Depois de sete mandatos como deputado federal, Bolsonaro, ou o “Mito”, como seus seguidores gostam de chamá-lo, ganhou a eleição ao embalar-se como novo e colocar-se como o candidato que vai enfrentar o velho sistema político. Nos anseios de seu eleitor, com sede de mudança e cansado de um sistema político que se desgastou com casos de corrupção, o militar é, segundo seus eleitores, o melhor nome para dar um jeito no país.
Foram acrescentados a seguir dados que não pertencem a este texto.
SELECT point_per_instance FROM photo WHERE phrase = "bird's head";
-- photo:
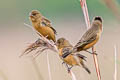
(34, 15)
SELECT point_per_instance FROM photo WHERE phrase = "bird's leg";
(92, 52)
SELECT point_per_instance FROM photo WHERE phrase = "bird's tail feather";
(85, 67)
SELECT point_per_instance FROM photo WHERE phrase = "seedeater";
(42, 25)
(91, 36)
(64, 47)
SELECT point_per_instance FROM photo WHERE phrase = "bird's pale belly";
(91, 44)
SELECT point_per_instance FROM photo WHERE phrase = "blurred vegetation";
(51, 8)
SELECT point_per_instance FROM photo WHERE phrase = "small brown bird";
(42, 25)
(72, 59)
(91, 36)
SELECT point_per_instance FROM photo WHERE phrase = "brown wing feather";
(87, 38)
(48, 23)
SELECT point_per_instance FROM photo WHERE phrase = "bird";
(71, 60)
(42, 25)
(90, 37)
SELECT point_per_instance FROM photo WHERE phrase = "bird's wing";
(81, 56)
(46, 22)
(66, 51)
(87, 38)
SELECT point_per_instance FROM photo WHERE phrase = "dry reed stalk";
(115, 73)
(86, 16)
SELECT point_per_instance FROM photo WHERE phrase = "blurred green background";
(67, 18)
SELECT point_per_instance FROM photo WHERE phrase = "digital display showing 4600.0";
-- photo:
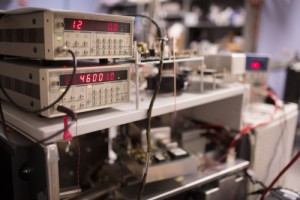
(96, 25)
(93, 77)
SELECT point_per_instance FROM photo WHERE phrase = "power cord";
(149, 111)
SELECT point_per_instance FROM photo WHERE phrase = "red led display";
(255, 65)
(95, 25)
(95, 77)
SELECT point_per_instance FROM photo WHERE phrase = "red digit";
(74, 24)
(88, 78)
(109, 27)
(116, 27)
(82, 78)
(100, 77)
(94, 78)
(112, 76)
(79, 25)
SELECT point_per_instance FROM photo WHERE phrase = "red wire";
(247, 128)
(294, 159)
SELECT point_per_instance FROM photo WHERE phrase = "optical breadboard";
(44, 33)
(94, 87)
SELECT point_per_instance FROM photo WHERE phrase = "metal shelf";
(170, 187)
(39, 128)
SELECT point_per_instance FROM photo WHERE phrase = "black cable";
(149, 114)
(279, 140)
(152, 20)
(55, 134)
(68, 112)
(3, 119)
(54, 102)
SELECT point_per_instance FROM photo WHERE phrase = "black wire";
(3, 119)
(70, 114)
(53, 103)
(55, 134)
(149, 113)
(152, 20)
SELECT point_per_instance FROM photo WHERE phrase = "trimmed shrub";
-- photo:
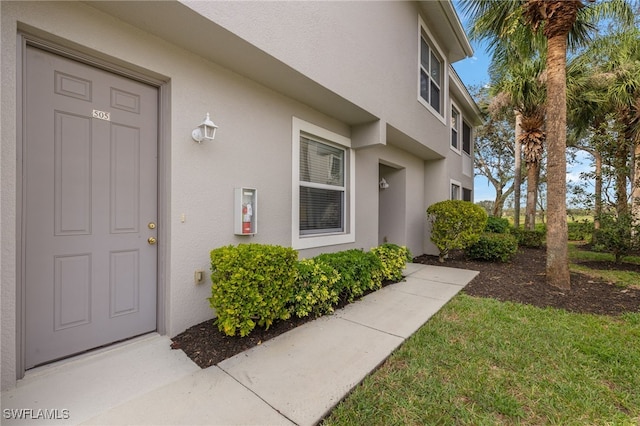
(251, 284)
(617, 235)
(316, 288)
(493, 247)
(528, 238)
(455, 224)
(359, 271)
(394, 259)
(497, 225)
(580, 231)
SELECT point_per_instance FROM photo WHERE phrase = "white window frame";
(459, 186)
(470, 193)
(457, 129)
(464, 122)
(423, 32)
(304, 241)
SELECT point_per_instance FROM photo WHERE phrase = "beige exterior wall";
(253, 143)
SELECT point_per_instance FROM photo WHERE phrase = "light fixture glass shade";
(205, 131)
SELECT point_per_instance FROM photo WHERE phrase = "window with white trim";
(323, 209)
(455, 125)
(466, 138)
(467, 194)
(455, 190)
(431, 73)
(322, 187)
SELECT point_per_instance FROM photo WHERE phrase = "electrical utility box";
(245, 211)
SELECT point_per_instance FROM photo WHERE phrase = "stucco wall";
(365, 51)
(252, 148)
(253, 143)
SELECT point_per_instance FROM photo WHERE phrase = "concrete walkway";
(293, 379)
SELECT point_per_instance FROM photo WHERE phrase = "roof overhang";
(180, 25)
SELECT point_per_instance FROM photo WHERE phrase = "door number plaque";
(102, 115)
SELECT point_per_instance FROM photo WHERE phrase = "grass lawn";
(620, 277)
(483, 362)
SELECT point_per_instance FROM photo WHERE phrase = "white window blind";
(322, 187)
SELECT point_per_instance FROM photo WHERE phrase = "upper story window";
(323, 208)
(466, 138)
(455, 126)
(467, 194)
(455, 190)
(431, 74)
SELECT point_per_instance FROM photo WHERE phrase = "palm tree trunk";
(598, 194)
(532, 195)
(557, 234)
(517, 179)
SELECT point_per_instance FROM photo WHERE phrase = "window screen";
(322, 187)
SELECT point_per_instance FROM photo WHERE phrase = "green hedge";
(497, 225)
(528, 238)
(455, 224)
(255, 284)
(581, 230)
(359, 271)
(393, 258)
(316, 289)
(493, 247)
(251, 284)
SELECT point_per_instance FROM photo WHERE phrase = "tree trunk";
(598, 194)
(497, 204)
(517, 178)
(635, 191)
(622, 172)
(532, 195)
(557, 234)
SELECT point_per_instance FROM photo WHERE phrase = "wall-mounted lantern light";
(205, 131)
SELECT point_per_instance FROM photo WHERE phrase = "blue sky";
(474, 72)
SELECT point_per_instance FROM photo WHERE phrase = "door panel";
(90, 189)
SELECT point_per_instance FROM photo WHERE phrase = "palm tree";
(563, 23)
(610, 74)
(522, 83)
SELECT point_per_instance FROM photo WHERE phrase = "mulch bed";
(522, 281)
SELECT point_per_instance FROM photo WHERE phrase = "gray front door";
(90, 207)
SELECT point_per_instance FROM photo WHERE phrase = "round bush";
(497, 225)
(455, 224)
(493, 247)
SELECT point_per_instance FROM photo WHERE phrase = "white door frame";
(163, 171)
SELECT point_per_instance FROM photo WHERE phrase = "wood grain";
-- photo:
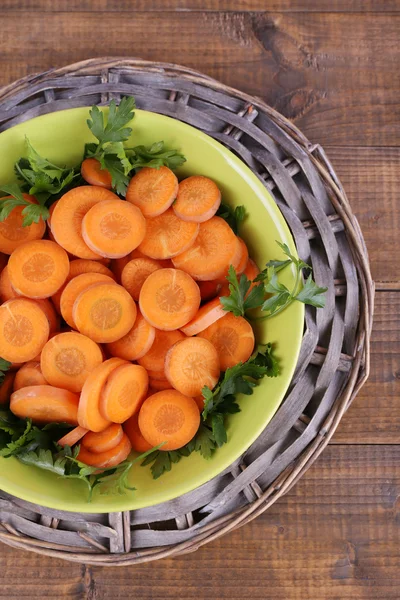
(335, 74)
(335, 536)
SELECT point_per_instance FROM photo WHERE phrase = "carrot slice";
(7, 291)
(153, 190)
(169, 299)
(105, 312)
(45, 404)
(136, 343)
(103, 440)
(136, 272)
(215, 248)
(74, 288)
(89, 415)
(206, 315)
(233, 338)
(154, 360)
(169, 417)
(24, 330)
(12, 232)
(93, 173)
(131, 428)
(167, 235)
(66, 220)
(192, 364)
(38, 269)
(113, 228)
(72, 437)
(124, 392)
(198, 199)
(6, 387)
(108, 459)
(68, 359)
(29, 374)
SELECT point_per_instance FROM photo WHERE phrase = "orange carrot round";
(66, 220)
(206, 315)
(93, 173)
(169, 299)
(169, 417)
(124, 393)
(167, 235)
(105, 312)
(24, 330)
(192, 364)
(136, 343)
(198, 199)
(103, 440)
(233, 338)
(13, 233)
(89, 415)
(153, 190)
(215, 248)
(74, 288)
(131, 428)
(67, 360)
(45, 404)
(38, 269)
(113, 228)
(29, 374)
(108, 459)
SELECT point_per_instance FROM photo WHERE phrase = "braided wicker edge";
(359, 369)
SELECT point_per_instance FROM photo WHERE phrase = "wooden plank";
(335, 74)
(335, 536)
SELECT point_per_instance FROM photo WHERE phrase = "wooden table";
(333, 67)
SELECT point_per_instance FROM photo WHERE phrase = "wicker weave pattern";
(334, 358)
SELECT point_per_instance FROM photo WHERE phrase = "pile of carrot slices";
(110, 311)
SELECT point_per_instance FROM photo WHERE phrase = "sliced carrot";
(6, 387)
(169, 299)
(7, 291)
(24, 330)
(13, 233)
(89, 415)
(93, 173)
(66, 220)
(215, 248)
(154, 360)
(72, 437)
(233, 338)
(136, 272)
(167, 235)
(198, 199)
(131, 428)
(206, 315)
(68, 359)
(29, 374)
(124, 392)
(108, 459)
(192, 364)
(105, 312)
(45, 404)
(169, 417)
(38, 269)
(136, 343)
(113, 228)
(153, 190)
(74, 288)
(103, 440)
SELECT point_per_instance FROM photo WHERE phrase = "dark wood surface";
(333, 67)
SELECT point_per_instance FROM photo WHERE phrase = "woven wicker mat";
(334, 357)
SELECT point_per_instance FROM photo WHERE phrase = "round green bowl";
(60, 137)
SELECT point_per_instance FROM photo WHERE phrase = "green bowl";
(60, 137)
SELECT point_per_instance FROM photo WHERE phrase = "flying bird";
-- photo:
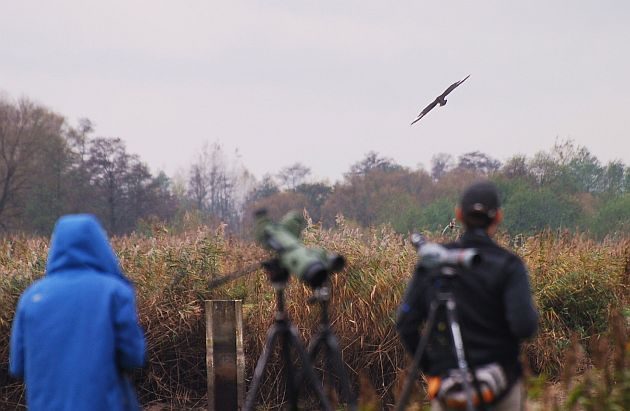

O cansaço contra a corrupção, o desgaste da política tradicional, a descrença de grande parte da população no PT, desejo de ordem e valorização da família são alguns dos ingredientes que provavelmente em algum momento passaram pela cabeça de eleitores que digitaram 17 na urna e elegeram o candidato que usou o slogan “Brasil acima de tudo, Deus acima de todos”.

Escolhido pelo povo, o capitão da reserva do Exército vai assumir a partir de janeiro um país em crise econômica, com as contas públicas no vermelho, quase 13 milhões de desempregados, PIB com previsão de crescimento de apenas 1,4 , e com elevados índices de violência — foram mais de 63 mil homicídios em um ano. 

Ele terá também o desafio imediato de pacificar o país. Mesmo com a vitória, milhões votaram no candidato do PT, Fernando Haddad, e o clima da de guerra nas redes sociais e não faltaram provocações nas ruas, com muitos casos de agressividade verbal e até violência física.


Algumas declarações suas e de seus aliados sobre o tratamento a instituições da Justiça, à imprensa e a direitos dos cidadãos durante a campanha levaram a reações de críticos seus sobre possíveis ameaças à democracia. Como presidente da República e diante da missão de governar para todos, Bolsonaro também precisará abrir diálogo com o Congresso Nacional e com o Judiciário.